A mon gré le Pascal est joli quelquefois[1] !


Mais il y a certaines gageures que les plus brillans esprits ne peuvent soutenir sans s’exposer à dire des sottises.

On ne trouve pas dans les Provinciales ce haut vol de l’imagination qui nous emporte dans les Pensées : mais M. Janet a fait récemment le parallèle des Provinciales et des Pensées de manière qu’on ne pense pas à le refaire après lui. Je n’y ajouterai que cette remarque, que les deux monumens sont venus dans leur ordre naturel. Pour s’élever jusqu’à la grandeur et à la hardiesse des Pensées, il fallait que Pascal eût fait reconnaître sa force, et que lui-même il en eût une pleine conscience. C’est la puissance qu’il a exercée dans les Provinciales qui lui a ouvert les profondeurs de son génie. Après son éclatante victoire, et quand il en eut fini avec ses adversaires, il n’y avait de lutte digne de lui que celle de Jacob, luttant dans la nuit contre les apparitions d’en haut. C’est alors qu’il pousse ces grands cris : « Le silence éternel de ces espaces infinis m’effraie, » et qu’il plonge avec une passion avide dans l’abîme de la nature, dans celui de la mort, dans celui du doute. Mais il s’était d’abord glorieusement acquitté des tâches de la vie, et de son devoir de chrétien et d’honnête homme. Il avait commencé par un travail d’Hercule, celui de nettoyer les écuries d’Augias.

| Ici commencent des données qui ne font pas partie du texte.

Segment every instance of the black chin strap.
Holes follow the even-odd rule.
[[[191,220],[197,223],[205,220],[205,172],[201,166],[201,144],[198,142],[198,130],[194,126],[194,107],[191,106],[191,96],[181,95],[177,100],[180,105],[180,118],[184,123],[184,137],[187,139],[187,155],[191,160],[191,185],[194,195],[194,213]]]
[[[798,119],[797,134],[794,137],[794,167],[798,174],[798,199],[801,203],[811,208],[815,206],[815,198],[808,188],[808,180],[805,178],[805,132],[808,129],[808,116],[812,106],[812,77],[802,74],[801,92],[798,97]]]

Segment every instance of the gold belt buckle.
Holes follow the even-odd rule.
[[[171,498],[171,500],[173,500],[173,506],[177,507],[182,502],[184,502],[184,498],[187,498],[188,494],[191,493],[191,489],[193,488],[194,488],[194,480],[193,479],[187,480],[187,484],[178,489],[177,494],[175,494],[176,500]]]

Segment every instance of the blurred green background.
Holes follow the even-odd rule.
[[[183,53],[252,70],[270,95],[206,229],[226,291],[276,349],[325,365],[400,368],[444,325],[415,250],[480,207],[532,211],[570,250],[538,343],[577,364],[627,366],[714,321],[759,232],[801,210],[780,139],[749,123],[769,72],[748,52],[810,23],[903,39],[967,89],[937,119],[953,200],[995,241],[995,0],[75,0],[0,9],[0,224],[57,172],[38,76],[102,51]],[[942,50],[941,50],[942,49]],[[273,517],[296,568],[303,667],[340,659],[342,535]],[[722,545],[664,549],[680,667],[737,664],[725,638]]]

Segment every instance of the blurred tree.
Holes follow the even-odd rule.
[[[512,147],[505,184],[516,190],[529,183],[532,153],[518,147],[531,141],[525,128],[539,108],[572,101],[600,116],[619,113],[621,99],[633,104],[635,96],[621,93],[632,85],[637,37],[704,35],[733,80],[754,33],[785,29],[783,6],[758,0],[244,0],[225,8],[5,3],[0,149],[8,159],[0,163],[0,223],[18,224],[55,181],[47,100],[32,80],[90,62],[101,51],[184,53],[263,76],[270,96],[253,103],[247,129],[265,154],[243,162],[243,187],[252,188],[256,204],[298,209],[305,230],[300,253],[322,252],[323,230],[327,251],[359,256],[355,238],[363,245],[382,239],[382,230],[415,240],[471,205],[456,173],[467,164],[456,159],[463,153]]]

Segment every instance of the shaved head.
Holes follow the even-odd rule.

Dans l’histoire des Provinciales, il ne faut pas oublier qu’elles ont un jour inspiré Racine, qui avait tout l’esprit qu’il fallait pour profiter des leçons de Pascal. On vit ce jour-là un disciple de Port-Royal tourner contre Port-Royal la verve et l’ironie qui dix ans plus tôt avaient si bien servi la sainte maison. Nicole, dans une polémique théologique contre un adversaire qui se trouvait avoir fait des pièces de théâtre, s’était emporté à une invective contre les poètes de théâtre, qu’il traitait d’empoisonneurs publics et de gens horribles parmi les chrétiens. Le jeune Racine, qui n’était pas en cause, avec l’irritabilité des poètes, une irritabilité toute féminine, se sentit d’autant plus blessé que sa conscience délicate n’était peut-être pas bien tranquille ; et puis il n’était pas encore entré dans la gloire, car cela se passait avant l’éclat d’Andromaque. Il prit la plume de Pascal ; il n’avait plus à craindre de trouver en face de lui Pascal lui-même, qui était mort depuis quatre ans, et

  1. Le personnage de Boileau disait : le Corneille. (Sat. III, vers 183.)